We calculated the AUC from receiver operating characteristic (ROC) analysis to evaluate the predictive utilities of the models, and the AUC of the six machine learning models was compared based on the DeLong method (p-value < 0.05 was deemed to indicate statistical significance) [48]. Meanwhile, logarithmic loss function (log-loss) was applied to quantify the accuracy of the classifier by punishing the wrong classification. Furthermore, the evaluation indicators of the confusion matrix, including accuracy, sensitivity, specificity, precision, and F1 score, were used to analyze the relationship between the actual values and the predicted values for the peak demand of CVDs admissions. (see Equations 1-5 in the Supplementary Files)

Descriptive Statistics

The statistical information of daily CVDs hospital admissions, meteorological conditions and air pollutants concentrations is summarized in Table 3. During the study period, the average of daily hospital admissions for CVDs was 208 inpatients, the minimum value was 33, and the maximum value was 476. The daily average levels of temperature, relative humidity and rainfall were 17.0℃, 80.4% and 2.6 mm, respectively. The daily average concentrations were 60.3 μg/m³ for PM_2.5, 99.3 μg/m³ for PM₁₀, 39.0 μg/m³ for PM_C, 13.9 μg/m³ for SO₂, 55.0 μg/m³ for NO₂, 96.0 μg/m³ for O₃ and 1.1 mg/m³ for CO.

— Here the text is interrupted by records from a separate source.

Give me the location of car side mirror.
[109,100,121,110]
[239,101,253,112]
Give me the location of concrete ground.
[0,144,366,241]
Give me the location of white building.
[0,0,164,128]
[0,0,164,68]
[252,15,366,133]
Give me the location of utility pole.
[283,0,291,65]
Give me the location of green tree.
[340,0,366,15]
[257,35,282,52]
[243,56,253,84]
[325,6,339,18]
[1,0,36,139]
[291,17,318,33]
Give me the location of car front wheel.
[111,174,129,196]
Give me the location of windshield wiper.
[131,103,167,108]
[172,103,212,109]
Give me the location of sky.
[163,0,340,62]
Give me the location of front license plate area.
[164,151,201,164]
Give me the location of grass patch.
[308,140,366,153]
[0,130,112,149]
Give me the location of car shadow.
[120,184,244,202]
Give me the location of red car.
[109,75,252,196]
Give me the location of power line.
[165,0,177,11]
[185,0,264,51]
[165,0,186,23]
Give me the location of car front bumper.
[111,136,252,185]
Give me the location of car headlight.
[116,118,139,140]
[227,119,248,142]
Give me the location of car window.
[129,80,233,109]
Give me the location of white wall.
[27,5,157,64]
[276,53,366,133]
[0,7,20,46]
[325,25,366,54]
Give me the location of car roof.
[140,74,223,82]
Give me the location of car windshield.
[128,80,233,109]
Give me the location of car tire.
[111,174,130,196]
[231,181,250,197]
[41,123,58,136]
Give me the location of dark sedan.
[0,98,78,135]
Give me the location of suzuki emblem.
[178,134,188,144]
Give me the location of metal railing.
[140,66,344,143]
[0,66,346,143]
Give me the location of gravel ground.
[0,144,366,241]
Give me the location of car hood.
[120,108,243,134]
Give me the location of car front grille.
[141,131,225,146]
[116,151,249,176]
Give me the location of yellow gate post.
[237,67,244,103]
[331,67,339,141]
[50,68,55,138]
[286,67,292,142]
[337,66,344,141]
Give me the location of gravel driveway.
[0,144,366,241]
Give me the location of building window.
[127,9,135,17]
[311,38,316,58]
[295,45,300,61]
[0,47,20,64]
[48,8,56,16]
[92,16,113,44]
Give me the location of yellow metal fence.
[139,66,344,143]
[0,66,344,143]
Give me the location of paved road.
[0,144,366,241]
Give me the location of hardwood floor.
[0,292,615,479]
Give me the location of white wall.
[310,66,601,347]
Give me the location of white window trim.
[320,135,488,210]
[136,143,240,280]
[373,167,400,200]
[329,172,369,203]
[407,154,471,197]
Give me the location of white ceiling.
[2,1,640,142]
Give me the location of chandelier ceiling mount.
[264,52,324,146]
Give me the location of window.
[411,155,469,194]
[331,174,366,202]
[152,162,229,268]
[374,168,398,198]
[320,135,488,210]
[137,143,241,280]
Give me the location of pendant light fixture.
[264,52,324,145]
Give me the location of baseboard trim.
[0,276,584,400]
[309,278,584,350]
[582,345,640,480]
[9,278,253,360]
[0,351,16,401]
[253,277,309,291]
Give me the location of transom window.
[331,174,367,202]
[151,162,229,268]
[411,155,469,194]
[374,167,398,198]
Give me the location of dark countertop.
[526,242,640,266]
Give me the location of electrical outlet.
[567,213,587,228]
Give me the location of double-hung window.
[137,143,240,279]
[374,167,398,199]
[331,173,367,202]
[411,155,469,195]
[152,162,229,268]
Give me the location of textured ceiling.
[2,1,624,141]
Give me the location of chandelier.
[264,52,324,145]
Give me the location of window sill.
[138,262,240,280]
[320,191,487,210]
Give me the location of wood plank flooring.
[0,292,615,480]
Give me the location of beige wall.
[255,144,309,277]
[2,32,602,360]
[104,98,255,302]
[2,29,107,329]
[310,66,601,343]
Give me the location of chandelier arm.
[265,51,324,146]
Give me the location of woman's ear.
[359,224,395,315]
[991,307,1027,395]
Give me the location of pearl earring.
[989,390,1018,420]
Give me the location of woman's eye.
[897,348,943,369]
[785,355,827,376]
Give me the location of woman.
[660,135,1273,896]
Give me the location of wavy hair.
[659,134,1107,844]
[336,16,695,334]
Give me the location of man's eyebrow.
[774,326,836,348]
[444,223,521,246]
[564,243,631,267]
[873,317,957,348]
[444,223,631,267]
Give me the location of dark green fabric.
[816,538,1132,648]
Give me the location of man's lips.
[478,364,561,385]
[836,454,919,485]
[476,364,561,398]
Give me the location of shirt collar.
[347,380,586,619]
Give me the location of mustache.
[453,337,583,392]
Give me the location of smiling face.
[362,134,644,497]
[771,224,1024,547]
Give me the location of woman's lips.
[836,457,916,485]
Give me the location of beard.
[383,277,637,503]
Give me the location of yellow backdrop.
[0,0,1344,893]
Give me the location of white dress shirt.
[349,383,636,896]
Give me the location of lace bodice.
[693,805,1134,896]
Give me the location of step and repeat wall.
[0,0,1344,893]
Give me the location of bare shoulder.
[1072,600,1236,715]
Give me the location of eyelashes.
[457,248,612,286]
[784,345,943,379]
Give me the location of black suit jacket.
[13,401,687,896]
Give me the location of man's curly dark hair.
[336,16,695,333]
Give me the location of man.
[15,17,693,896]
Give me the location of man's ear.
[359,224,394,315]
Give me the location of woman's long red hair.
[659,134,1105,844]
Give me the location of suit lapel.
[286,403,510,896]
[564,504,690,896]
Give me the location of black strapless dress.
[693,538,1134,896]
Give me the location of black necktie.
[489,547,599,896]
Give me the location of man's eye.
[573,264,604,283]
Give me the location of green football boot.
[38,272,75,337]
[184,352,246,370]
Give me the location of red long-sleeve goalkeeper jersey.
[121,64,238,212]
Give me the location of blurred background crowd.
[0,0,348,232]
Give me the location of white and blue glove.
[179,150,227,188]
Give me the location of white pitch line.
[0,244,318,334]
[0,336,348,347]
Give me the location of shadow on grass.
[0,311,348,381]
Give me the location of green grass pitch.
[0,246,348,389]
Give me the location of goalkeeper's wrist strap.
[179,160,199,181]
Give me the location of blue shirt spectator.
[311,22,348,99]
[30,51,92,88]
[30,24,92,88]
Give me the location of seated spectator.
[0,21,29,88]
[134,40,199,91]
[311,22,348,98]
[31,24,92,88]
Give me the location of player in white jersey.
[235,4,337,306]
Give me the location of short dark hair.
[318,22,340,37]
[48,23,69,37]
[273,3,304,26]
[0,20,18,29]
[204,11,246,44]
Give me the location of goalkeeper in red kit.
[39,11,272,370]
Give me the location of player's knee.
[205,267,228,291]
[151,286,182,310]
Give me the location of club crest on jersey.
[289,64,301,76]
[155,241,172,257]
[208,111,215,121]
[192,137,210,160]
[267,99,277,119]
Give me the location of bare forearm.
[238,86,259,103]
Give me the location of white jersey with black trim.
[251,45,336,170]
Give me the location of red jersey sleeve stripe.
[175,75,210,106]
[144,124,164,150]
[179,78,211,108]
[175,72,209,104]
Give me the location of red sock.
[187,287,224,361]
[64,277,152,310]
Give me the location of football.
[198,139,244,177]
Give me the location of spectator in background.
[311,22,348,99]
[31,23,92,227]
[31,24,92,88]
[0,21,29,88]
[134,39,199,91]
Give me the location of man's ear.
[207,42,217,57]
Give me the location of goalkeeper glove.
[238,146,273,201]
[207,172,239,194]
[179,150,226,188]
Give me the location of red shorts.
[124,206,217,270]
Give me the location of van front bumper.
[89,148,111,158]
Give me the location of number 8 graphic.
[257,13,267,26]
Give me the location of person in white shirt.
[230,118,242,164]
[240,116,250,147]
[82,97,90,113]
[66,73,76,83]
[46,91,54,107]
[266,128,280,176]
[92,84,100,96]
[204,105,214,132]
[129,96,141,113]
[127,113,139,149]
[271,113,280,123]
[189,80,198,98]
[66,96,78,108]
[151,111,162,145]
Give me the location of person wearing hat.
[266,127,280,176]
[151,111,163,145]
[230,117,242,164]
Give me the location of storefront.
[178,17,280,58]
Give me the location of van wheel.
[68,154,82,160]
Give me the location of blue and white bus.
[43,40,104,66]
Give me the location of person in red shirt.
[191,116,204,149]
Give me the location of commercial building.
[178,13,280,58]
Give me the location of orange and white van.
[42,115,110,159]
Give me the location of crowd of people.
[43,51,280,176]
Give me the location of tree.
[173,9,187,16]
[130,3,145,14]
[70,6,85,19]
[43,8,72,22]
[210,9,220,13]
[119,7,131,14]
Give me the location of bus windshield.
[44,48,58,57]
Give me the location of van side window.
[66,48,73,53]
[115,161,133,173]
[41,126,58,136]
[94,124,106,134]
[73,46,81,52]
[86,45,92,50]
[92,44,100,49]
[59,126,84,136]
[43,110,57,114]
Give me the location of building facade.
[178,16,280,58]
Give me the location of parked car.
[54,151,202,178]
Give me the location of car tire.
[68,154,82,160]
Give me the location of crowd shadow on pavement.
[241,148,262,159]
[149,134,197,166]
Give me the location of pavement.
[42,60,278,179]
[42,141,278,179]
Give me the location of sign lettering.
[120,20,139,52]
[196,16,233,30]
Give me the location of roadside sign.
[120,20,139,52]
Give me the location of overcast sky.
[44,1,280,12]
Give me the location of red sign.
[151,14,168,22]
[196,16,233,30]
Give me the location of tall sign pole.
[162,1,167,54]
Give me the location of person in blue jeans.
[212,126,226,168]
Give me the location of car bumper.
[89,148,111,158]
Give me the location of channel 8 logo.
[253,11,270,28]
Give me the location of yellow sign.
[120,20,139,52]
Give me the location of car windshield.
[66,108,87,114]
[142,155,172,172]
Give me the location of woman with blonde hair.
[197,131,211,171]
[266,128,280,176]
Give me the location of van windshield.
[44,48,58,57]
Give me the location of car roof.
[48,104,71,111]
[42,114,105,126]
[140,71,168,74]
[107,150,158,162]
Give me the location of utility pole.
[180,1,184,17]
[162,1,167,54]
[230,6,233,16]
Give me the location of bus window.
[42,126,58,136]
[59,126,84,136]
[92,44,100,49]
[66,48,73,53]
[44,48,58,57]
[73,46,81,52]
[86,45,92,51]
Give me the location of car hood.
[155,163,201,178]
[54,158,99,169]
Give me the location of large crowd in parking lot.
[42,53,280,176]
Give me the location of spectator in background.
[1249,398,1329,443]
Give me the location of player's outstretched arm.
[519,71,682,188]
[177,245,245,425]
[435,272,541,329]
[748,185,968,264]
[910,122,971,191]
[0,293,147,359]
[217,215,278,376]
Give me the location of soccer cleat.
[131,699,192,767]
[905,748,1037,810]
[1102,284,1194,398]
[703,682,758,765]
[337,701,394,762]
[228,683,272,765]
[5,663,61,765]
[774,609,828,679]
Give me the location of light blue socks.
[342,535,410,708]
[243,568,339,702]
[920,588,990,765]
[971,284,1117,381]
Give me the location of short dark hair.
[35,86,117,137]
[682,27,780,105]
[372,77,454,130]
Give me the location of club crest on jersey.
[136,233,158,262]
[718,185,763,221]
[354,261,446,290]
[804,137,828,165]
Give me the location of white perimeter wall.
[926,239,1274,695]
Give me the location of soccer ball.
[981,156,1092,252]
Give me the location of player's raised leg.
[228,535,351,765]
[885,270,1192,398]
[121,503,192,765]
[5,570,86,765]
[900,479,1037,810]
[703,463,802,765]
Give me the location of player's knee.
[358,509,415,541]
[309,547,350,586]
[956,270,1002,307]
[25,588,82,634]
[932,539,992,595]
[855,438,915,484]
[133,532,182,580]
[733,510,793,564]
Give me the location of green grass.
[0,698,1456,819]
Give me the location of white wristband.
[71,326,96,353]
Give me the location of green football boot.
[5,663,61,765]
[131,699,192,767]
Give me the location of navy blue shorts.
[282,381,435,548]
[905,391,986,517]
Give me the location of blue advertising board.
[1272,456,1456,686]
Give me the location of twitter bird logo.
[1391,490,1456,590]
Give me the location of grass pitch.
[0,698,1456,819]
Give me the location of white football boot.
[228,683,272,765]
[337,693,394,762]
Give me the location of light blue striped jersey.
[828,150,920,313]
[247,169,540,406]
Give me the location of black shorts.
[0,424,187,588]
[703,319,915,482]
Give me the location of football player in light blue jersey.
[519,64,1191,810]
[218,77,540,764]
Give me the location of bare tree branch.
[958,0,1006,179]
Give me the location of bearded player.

Table 3 Summary statistics of daily CVDs hospital admissions, meteorological conditions and air pollutants concentrations in Chengdu, 2015-2017

	Mean	Standard Deviation	Minimum	Median	Maximum
CVDs hospital admissions (n)	208	90	33	206	476
Meteorological Conditions
Temperature (℃)	17.0	7.2	-1.1	17.8	30.2
Relative Humidity (%)	80.4	8.8	43.0	80.8	98.3
Rainfall (mm)	2.6	8.7	0.0	0.0	122.0
Air Pollutants Concentrations
PM_2.5 (µg/m³)	60.3	42.4	6.1	48.4	324.5
PM₁₀ (µg/m³)	99.3	64.7	14.3	79.8	492.5
PM_C (µg/m³)	39.0	25.8	4.8	31.6	238.2
SO₂(µg/m³)	13.9	5.8	3.9	12.7	37.9
NO₂(µg/m³)	55.0	17.3	15.7	53.0	130.4
O₃ (µg/m³)	96.0	54.6	5.6	85.3	290.4
CO (mg/m³)	1.1	0.4	0.4	1.0	2.8

CVDs (Cardiovascular diseases, ICD-10 codes: I00-I99)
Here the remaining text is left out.